I haven’t deployed it yet, but I’ve seen enough to know it’s coming.
The problem is that there are many tasks that COULD be fully automated (using traditional workflows, not AI) but they’re too small in many cases to justify the build effort to do it. The human resources who create these artifacts are specialized and in demand, and so lower-leverage tasks don’t get prioritized.
However, an accumulation of smaller tasks can add up to a lot of work.
But what if agents could create those workflows for you? Now you have automation that spawns more automation.
Once you can describe a workflow in a machine-readable language like JSON, an agent can create new workflow definitions in that format. The missing link is for platforms to support workflow creation via these formats.
n8n provides this capability, and my research suggests other platforms do too (or surely will soon).
For example, check out this demo of Claude Code using MCP servers to build n8n workflows from natural language.
The agent creates, modifies, and tests workflows without a human touching the canvas.
Why this matters
AI-generated automations changes the calculus on what’s worth automating.
Today: “This task costs 5 hours per week, but building the automation would take 40 hours. Not worth it.”
Tomorrow: “Describe what you want. The agent builds it. Ops reviews and approves.”
There is, of course, an obvious risk worth naming: agent-generated workflows still need lifecycle management. Who owns them? Who updates them when requirements change?
These are challenges teams will need to solve, but I don’t see them as prohibitive relative to the potential gains.
In conclusion: reality check
What are the barriers to having these pillars in 2026?
Infrastructure lag. Most companies still don’t have Dust, n8n, or MCP setups yet.

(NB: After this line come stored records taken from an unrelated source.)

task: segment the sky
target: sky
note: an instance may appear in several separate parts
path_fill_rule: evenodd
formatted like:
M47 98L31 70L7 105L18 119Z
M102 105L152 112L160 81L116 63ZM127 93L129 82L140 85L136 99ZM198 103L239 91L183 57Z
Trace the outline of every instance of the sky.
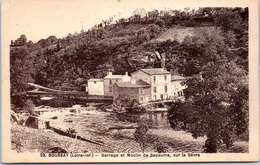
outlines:
M185 0L179 5L173 0L3 0L2 22L8 38L15 40L25 34L36 42L51 35L62 38L82 27L88 30L111 16L127 18L138 8L196 8L194 5L185 4Z

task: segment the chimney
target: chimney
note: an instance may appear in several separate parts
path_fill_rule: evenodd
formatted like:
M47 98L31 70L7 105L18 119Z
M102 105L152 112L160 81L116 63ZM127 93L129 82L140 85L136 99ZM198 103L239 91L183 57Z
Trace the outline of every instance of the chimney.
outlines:
M131 78L131 84L135 84L136 80L134 78Z

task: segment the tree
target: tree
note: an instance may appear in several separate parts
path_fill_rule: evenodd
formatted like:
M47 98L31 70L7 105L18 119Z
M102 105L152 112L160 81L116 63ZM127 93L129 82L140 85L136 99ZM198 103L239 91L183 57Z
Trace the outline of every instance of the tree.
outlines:
M181 125L194 138L206 136L205 152L232 146L235 134L248 129L246 72L234 62L210 62L186 85L186 101L173 103L168 113L172 128Z
M32 61L27 48L20 47L11 49L10 52L10 82L11 82L11 103L16 107L23 107L25 102L25 91L27 83L33 82L34 72Z

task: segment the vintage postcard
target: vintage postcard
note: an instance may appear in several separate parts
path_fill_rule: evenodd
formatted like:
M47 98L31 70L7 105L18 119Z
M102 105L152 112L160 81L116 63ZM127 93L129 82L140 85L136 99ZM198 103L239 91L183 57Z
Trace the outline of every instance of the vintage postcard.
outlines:
M2 162L259 160L257 0L3 0Z

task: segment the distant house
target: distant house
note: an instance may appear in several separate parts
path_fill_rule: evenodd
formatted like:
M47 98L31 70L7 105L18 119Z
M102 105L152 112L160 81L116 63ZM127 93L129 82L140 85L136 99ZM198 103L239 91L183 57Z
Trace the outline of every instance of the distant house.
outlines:
M116 82L130 82L131 77L128 76L126 72L125 75L113 75L109 72L106 77L104 77L104 95L113 96L113 85Z
M121 105L122 100L135 100L140 104L148 103L151 100L151 85L143 80L131 79L131 82L116 82L113 85L113 102Z
M104 95L104 80L103 79L89 79L88 80L88 94L89 95Z
M150 84L150 101L164 100L172 96L171 73L164 68L141 69L132 73L131 78Z

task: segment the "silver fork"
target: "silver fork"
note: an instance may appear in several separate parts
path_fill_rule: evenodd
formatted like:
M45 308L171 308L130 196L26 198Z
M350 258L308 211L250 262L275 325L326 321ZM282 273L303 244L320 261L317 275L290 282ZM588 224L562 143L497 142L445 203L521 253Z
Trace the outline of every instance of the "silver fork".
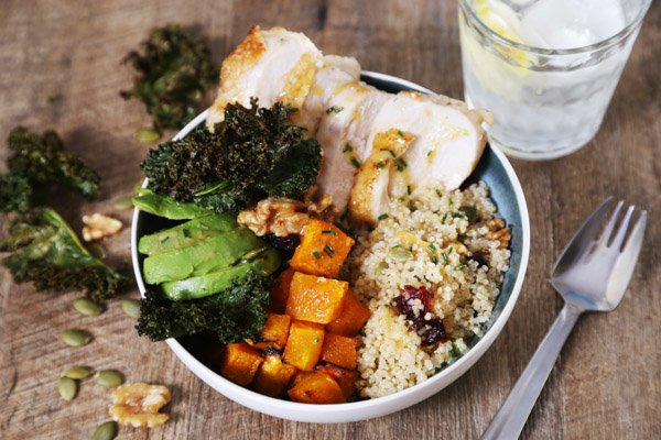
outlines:
M565 305L483 435L483 440L519 437L578 317L585 311L610 311L622 299L642 245L647 211L641 212L622 246L635 208L630 206L627 209L616 230L624 205L621 200L602 234L597 235L611 200L611 197L607 198L583 223L555 262L551 284Z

Awareness gap. Teams don’t know what’s possible. The demos exist but haven’t reached mainstream.
Trust building takes time. Delegation requires proof of reliability. That proof accumulates slowly.
Last-mile problem. None of this is turnkey. You need technical operators who can build and maintain these systems.

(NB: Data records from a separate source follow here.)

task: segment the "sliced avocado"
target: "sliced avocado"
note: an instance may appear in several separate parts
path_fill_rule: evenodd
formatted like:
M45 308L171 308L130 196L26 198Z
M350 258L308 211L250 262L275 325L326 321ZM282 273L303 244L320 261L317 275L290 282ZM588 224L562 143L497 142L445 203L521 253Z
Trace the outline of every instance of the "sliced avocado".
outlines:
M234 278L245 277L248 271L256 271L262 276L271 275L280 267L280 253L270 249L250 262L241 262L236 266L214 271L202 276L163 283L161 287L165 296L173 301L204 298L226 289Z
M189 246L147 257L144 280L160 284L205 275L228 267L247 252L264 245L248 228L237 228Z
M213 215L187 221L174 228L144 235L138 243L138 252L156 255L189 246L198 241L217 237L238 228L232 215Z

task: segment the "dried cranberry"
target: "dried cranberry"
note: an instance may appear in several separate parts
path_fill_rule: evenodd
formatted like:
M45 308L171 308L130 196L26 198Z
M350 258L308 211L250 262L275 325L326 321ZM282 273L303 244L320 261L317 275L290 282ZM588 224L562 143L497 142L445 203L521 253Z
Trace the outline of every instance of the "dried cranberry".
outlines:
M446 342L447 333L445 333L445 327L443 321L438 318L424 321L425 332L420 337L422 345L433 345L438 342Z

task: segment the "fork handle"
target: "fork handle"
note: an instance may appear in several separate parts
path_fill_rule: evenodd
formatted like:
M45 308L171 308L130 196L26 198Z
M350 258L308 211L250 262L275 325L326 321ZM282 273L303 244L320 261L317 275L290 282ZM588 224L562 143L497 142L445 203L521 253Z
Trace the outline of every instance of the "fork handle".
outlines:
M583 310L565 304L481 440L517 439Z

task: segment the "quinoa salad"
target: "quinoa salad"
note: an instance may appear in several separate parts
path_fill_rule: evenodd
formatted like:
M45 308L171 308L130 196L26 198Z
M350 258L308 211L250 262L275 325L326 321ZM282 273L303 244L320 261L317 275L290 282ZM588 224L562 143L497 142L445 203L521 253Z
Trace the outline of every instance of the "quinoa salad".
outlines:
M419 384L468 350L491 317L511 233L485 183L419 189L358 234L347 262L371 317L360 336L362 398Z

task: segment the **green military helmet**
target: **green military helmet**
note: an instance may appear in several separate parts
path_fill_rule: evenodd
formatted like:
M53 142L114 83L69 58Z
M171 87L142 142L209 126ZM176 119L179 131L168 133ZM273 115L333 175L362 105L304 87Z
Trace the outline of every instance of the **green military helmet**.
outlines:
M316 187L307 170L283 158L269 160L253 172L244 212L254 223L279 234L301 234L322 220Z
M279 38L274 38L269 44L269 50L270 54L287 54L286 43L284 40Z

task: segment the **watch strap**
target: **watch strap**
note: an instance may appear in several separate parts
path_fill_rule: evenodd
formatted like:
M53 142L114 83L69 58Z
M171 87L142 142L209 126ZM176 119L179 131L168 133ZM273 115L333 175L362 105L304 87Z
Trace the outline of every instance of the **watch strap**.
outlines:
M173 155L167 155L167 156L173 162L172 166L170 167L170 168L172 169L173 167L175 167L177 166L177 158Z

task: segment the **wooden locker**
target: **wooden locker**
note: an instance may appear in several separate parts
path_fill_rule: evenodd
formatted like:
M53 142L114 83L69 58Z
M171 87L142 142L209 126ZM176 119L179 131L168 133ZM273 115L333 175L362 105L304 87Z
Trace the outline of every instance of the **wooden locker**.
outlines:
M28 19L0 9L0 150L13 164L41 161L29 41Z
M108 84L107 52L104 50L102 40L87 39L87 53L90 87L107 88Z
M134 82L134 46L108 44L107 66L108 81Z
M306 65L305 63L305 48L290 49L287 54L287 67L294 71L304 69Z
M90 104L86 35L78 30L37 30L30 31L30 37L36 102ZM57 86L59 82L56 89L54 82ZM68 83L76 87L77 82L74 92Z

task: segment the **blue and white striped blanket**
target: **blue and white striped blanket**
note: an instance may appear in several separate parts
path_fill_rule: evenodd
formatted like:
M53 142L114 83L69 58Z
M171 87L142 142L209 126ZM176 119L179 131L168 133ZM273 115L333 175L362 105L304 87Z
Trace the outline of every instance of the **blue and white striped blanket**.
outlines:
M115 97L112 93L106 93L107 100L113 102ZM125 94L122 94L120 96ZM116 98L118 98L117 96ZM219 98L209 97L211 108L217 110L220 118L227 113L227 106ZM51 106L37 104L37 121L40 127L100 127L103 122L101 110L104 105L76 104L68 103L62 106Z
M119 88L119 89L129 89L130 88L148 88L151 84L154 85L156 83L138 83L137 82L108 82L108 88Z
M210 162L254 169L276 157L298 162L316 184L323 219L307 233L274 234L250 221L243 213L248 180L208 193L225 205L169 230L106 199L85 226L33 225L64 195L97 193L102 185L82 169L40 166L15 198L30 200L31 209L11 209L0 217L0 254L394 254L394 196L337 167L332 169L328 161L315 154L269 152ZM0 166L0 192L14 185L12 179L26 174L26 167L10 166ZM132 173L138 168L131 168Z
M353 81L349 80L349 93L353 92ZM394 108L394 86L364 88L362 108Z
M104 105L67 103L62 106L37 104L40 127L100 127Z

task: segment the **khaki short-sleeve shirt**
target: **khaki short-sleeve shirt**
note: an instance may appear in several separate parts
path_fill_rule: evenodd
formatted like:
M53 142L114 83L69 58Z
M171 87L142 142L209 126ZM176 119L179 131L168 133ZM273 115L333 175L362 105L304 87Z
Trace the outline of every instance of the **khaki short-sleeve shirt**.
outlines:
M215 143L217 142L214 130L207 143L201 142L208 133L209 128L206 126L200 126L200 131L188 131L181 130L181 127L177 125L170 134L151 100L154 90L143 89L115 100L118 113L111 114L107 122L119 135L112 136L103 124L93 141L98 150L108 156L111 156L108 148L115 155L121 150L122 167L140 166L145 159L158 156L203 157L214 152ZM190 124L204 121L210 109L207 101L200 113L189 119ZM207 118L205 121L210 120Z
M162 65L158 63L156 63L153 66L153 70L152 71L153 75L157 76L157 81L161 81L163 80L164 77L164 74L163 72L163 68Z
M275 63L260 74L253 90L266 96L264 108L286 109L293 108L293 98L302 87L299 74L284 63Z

But the trajectory is clear. If you aren’t yet equipped to delegate work to AI on a daily basis, start listing out the obstacles—technical, organizational, political—and preparing a plan to address them.
The gap between “AI can do amazing things” and “AI does real work for my team” is not about the models. It’s about context, access, and trust. Those are solvable problems, and solving them is what will separate teams that use AI from teams that are transformed by it.